Colour forecasting is one of the often under-the-radar disciplines that help to identify and shape trends in product and interior design. That is why designers keep an eye out for the latest announcements from Pantone or DuPont for their colours of the year, seek the guidance of organisations such as the International Colour Authority or consult colour forecasters as they work to stay one step ahead of the game and offer clients the very best advice. But how do those responsible for forecasting colours go about it? One idea we can dismiss straight away is that they are merely reacting to what they’ve seen on a catwalk. There is more science to it than that and influences can flow in both directions with trends in interior design and the arts influencing fashion designers.
That is why the Color Institute at Pantone looks at a range of things when deciding on its colour of the year including cultural developments, tastes and fashion, socio-economic factors, current events and the arts. As well as making its headline pronouncement, this also allows the firm to determine wider trends across the entire colour wheel.

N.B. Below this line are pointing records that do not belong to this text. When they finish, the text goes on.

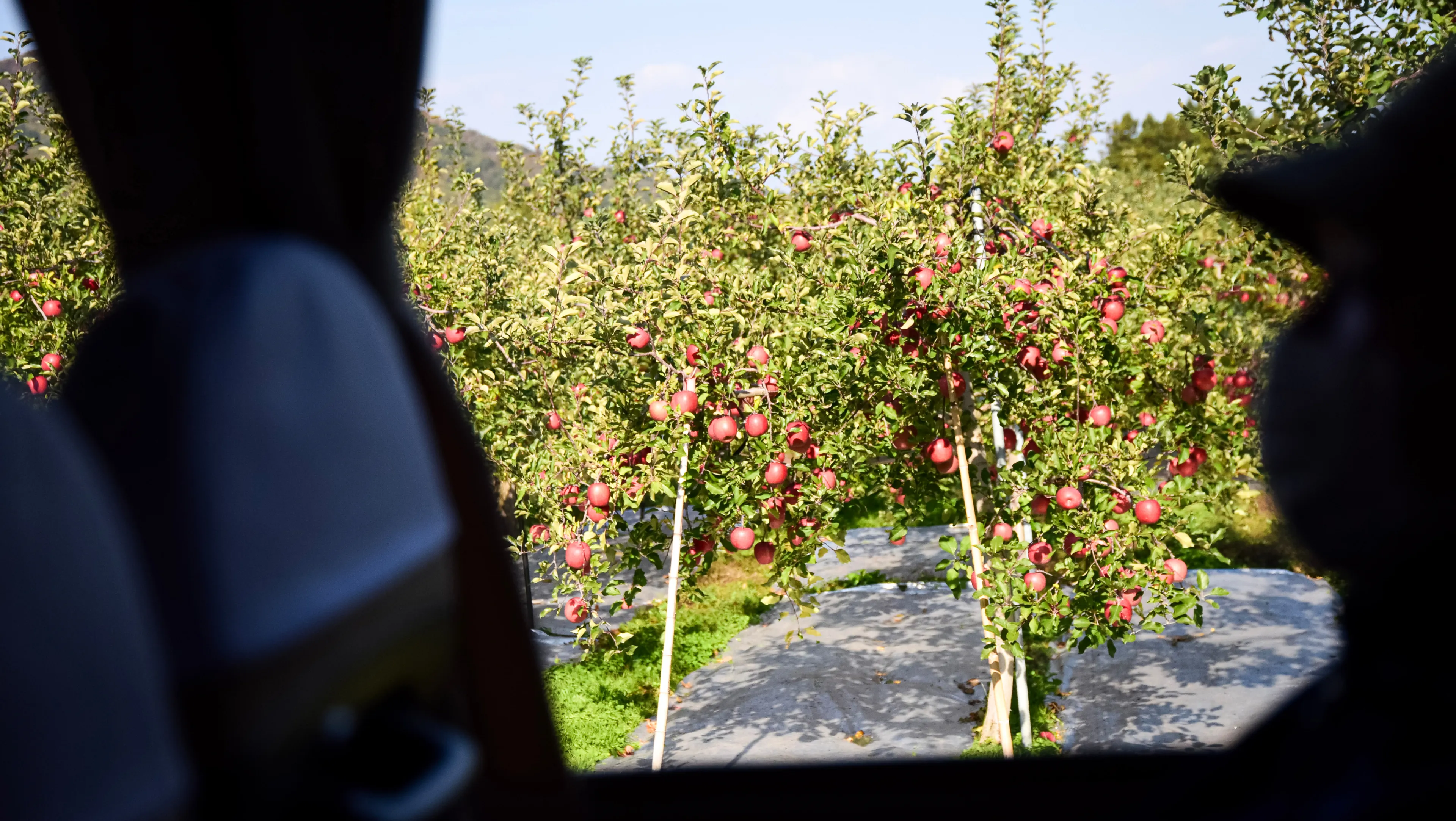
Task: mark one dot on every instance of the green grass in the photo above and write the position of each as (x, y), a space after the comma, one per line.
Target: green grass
(599, 701)
(1042, 691)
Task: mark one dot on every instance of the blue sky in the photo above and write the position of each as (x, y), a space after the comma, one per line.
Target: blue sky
(485, 56)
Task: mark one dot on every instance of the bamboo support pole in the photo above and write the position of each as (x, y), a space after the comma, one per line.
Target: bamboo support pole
(664, 688)
(995, 708)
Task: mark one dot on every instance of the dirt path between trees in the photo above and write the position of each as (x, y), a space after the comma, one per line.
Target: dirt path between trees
(893, 660)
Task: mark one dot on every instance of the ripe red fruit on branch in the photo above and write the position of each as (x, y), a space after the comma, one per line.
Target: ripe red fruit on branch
(756, 424)
(723, 429)
(1148, 511)
(599, 494)
(685, 402)
(940, 450)
(577, 555)
(799, 436)
(957, 381)
(1039, 554)
(576, 611)
(764, 552)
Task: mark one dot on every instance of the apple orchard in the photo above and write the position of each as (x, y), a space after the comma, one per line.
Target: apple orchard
(739, 334)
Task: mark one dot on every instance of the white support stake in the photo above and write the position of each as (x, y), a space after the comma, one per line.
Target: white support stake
(664, 691)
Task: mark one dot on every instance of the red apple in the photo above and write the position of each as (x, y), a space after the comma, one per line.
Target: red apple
(576, 611)
(577, 555)
(1039, 554)
(723, 429)
(799, 436)
(1148, 511)
(954, 381)
(764, 552)
(756, 424)
(685, 402)
(1152, 331)
(940, 450)
(599, 494)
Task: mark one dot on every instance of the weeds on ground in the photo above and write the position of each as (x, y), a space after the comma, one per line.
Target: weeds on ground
(599, 701)
(1042, 691)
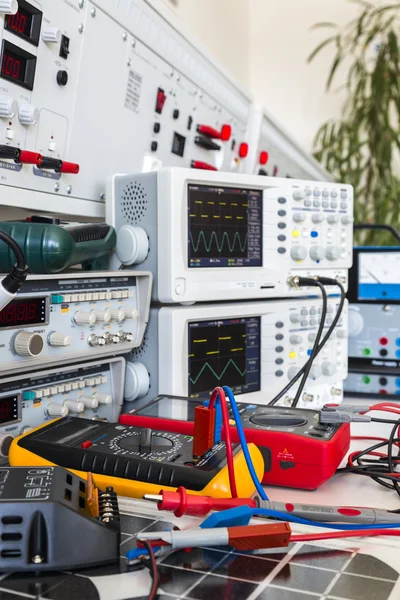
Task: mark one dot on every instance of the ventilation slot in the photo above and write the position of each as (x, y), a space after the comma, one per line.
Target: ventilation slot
(11, 520)
(134, 203)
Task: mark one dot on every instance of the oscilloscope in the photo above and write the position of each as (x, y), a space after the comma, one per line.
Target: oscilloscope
(216, 236)
(254, 347)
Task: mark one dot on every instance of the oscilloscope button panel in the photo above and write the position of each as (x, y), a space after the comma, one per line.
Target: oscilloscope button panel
(92, 390)
(209, 235)
(58, 319)
(255, 348)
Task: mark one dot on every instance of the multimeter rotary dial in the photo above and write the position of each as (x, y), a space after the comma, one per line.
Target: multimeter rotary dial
(147, 441)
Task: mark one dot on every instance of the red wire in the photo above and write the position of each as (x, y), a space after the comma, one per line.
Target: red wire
(312, 537)
(218, 391)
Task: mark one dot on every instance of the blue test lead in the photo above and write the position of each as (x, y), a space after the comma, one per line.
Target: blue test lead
(243, 443)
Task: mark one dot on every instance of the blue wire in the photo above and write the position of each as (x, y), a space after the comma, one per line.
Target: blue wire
(243, 443)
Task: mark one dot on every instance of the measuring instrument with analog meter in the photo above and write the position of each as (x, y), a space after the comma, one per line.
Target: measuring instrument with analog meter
(134, 460)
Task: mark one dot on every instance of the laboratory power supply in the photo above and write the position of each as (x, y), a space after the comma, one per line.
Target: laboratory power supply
(213, 236)
(255, 347)
(56, 114)
(93, 390)
(64, 318)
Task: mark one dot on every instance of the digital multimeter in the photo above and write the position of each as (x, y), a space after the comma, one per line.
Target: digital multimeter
(298, 450)
(133, 460)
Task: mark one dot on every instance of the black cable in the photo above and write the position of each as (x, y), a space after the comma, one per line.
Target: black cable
(322, 344)
(316, 344)
(152, 565)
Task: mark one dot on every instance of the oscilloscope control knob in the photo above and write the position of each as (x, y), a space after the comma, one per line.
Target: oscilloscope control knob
(103, 398)
(299, 217)
(28, 114)
(332, 253)
(5, 443)
(75, 406)
(137, 381)
(57, 410)
(8, 107)
(328, 368)
(298, 252)
(132, 245)
(147, 442)
(84, 318)
(298, 195)
(59, 340)
(8, 7)
(317, 252)
(89, 402)
(117, 314)
(104, 316)
(51, 35)
(28, 344)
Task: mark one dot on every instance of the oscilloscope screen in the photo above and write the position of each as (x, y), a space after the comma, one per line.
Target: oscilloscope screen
(224, 227)
(225, 352)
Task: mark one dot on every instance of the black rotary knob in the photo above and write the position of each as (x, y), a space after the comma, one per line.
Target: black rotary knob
(146, 442)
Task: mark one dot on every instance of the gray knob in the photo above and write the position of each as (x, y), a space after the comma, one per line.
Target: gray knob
(318, 218)
(328, 368)
(317, 252)
(332, 253)
(332, 219)
(299, 217)
(292, 372)
(298, 252)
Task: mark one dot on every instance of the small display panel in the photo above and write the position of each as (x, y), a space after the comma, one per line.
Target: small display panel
(9, 409)
(26, 23)
(224, 227)
(17, 65)
(379, 276)
(24, 312)
(224, 353)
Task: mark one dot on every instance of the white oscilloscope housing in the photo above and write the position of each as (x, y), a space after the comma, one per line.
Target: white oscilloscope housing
(272, 342)
(294, 227)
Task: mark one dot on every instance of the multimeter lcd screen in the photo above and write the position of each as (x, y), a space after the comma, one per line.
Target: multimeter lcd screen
(379, 276)
(8, 409)
(224, 350)
(224, 227)
(24, 312)
(179, 409)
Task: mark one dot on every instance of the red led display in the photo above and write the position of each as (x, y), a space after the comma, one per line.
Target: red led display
(31, 311)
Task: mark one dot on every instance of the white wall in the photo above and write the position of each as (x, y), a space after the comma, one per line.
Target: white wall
(222, 26)
(279, 76)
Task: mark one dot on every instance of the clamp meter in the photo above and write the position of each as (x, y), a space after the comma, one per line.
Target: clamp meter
(134, 460)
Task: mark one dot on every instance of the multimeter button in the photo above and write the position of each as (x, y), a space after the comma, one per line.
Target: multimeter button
(89, 402)
(86, 444)
(103, 398)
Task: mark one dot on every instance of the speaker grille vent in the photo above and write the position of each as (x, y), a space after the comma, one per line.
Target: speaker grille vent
(134, 203)
(142, 350)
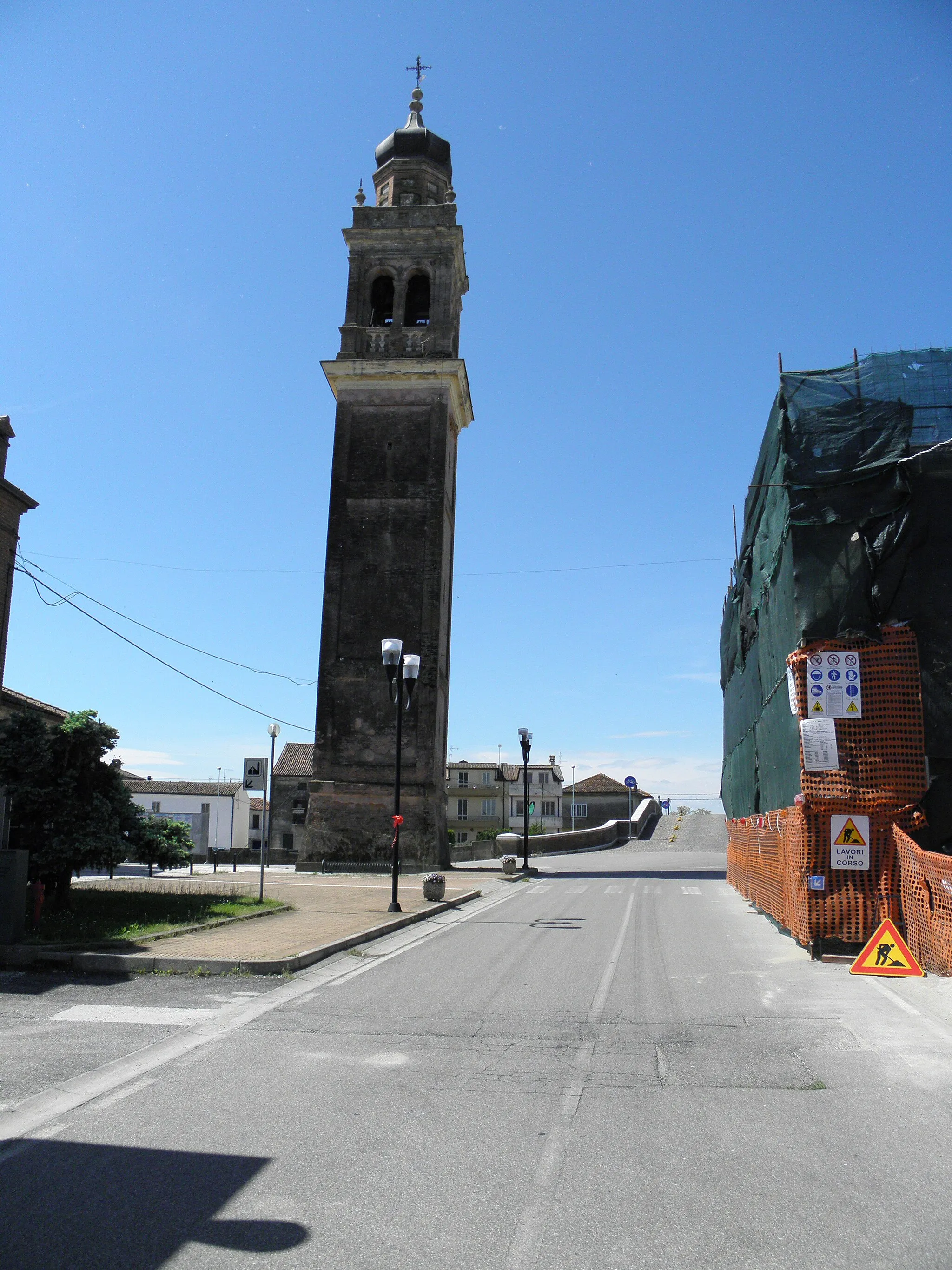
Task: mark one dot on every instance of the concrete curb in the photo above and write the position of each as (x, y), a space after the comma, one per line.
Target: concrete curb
(99, 963)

Nor should we assume designers slavishly follow specific colours. Forecasting is an acknowledgement of a shift in tastes, not a diktat. So designers remain free to incorporate colour trends into their work, or not depending on their own ideas or those developed in conjunction with a client. Indeed, it is one of the great strengths of informed colour forecasting that it should provide a touchstone for such discussion to take place, especially when they are carefully predicated on cultural and economic tastes and trends. From the client’s perspective, this conversation can show that a designer is in touch with what is happening in the world and in people’s minds.

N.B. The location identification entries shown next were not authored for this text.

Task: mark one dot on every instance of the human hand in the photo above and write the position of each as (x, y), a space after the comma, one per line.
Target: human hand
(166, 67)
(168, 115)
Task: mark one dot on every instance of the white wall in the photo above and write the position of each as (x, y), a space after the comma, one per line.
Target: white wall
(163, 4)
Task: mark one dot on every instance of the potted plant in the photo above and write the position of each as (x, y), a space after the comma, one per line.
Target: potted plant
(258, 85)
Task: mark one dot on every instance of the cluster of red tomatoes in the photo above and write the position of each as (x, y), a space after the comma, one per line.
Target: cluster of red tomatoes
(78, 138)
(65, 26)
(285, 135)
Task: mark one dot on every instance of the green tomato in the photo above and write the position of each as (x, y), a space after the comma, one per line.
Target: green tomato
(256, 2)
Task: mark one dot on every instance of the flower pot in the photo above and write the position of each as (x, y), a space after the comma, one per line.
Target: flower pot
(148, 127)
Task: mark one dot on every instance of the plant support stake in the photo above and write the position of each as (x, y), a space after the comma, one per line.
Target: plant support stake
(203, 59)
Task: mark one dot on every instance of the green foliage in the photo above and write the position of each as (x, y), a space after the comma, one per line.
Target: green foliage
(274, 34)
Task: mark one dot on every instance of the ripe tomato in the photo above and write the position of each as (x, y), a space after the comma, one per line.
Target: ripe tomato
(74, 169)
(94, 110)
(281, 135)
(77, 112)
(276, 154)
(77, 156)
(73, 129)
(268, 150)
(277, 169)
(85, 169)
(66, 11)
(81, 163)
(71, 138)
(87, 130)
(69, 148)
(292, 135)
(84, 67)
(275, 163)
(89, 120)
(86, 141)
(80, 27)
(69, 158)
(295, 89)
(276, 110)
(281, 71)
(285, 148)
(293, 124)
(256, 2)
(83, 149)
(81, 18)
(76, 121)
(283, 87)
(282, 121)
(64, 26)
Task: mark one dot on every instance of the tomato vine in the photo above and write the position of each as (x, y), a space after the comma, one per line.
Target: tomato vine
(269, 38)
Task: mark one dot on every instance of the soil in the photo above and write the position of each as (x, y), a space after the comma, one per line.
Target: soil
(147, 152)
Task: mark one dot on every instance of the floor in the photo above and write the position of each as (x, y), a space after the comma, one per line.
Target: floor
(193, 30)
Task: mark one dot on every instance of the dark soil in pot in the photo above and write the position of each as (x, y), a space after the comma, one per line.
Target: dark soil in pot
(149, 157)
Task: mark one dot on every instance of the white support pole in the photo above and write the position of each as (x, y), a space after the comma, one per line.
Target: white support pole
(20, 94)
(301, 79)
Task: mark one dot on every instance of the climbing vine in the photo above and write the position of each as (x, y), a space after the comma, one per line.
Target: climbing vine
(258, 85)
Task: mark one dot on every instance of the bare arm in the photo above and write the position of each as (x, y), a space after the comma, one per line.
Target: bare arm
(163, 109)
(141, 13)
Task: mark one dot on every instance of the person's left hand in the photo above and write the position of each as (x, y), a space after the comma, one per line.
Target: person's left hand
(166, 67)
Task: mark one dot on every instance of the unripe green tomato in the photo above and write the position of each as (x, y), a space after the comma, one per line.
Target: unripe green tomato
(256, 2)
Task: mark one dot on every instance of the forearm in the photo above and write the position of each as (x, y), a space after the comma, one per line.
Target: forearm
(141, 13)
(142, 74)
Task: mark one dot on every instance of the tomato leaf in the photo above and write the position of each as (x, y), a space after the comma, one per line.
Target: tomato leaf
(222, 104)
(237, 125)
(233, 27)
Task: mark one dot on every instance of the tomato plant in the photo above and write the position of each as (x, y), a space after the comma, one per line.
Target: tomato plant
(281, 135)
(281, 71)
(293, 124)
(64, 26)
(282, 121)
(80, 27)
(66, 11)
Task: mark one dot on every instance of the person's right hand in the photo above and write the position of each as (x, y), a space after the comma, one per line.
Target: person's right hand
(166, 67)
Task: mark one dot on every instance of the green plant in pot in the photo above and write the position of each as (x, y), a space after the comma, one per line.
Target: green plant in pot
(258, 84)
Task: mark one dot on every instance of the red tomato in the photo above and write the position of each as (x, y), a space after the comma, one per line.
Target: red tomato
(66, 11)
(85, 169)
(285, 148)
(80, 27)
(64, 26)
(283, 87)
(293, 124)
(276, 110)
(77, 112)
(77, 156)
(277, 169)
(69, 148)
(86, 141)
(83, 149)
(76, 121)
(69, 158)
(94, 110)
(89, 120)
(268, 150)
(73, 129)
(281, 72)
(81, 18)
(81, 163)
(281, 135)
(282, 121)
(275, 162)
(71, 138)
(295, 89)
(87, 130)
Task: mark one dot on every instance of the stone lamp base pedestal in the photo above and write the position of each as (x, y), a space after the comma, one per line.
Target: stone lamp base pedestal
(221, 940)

We are fortunate to enjoy not only greater awareness of colour trends when making decisions about interior and product design, but now also have the materials and technology that allow us greater choice about how to apply what we know and experiment with colour. Identifying trends in colour is only the first step.
One organisation that takes the role of colour in office design seriously is also one of the world’s most influential in its field. Indeed there can be few furniture manufacturers in the world with so prestigious a heritage of design excellence that it warrants the creation of a museum to its work. And of those that may exist, none can compare to Vitra, the firm that has done more than any other to shape our thinking about interior design and the objects with which we populate the built environment.
The Vitra Design Museum in Weil-am-Rhein is a showcase for the works of 20th Century giants such as Charles and Ray Eames, George Nelson and Verner Panton. Even in a world in which words like icon and classic are bandied around with such reckless abandon, there is no mistaking the iconography of the products on display. Even for those people with only a passing acquaintance with furniture design, many of the products are replete with associations. They carry a powerful emotional kick that is rooted in their beauty and effortless functionality. That is why these products are not shackled by time or fashion and are still routinely specified and loved to this day. When we see an Eames chair, we know instinctively what it means.
That is not to say the world hasn’t changed of course. The timelessness of design classics does not obviate the need for new ideas. Indeed, the ephemeral nature of work demands that we must constantly strive to reinvent the things with which we surround ourselves in the office. Which is why Vitra continues to innovate. To meet changing demands while holding an unbroken line to the design principles that have shaped our world. One of the new ways they are innovating is in their application of colour. At 2013’s Milan International Furniture Fair, Vitra showcased for the first time its Colour & Surface Library, developed in partnership with Hella Jongerius (top and right). Last year the firm announced it was to extend the project to cover new materials and new colours.
The intention of the colour and surface library is to create a unique colour and material scheme and develop designer-specific colour and material libraries for the world-famous designers who work with the firm. In Milan, classic pieces from Charles and Ray Eames, Jean Prouvé and George Nelson were used to showcase this new colour theory, reinvigorating some genuine iconic designs and emphasising the role colour can have in redefining design.
Vitra believes the library will challenge the widely held notion that colour can be taken as a secondary and separate decision from other factors. In the Colour & Material Library the Dutch designer Hella Jongerius emphasises the important role of colours and surfaces in contemporary design to demonstrate how the intelligent interplay of design, materials and colour can produce stunning results.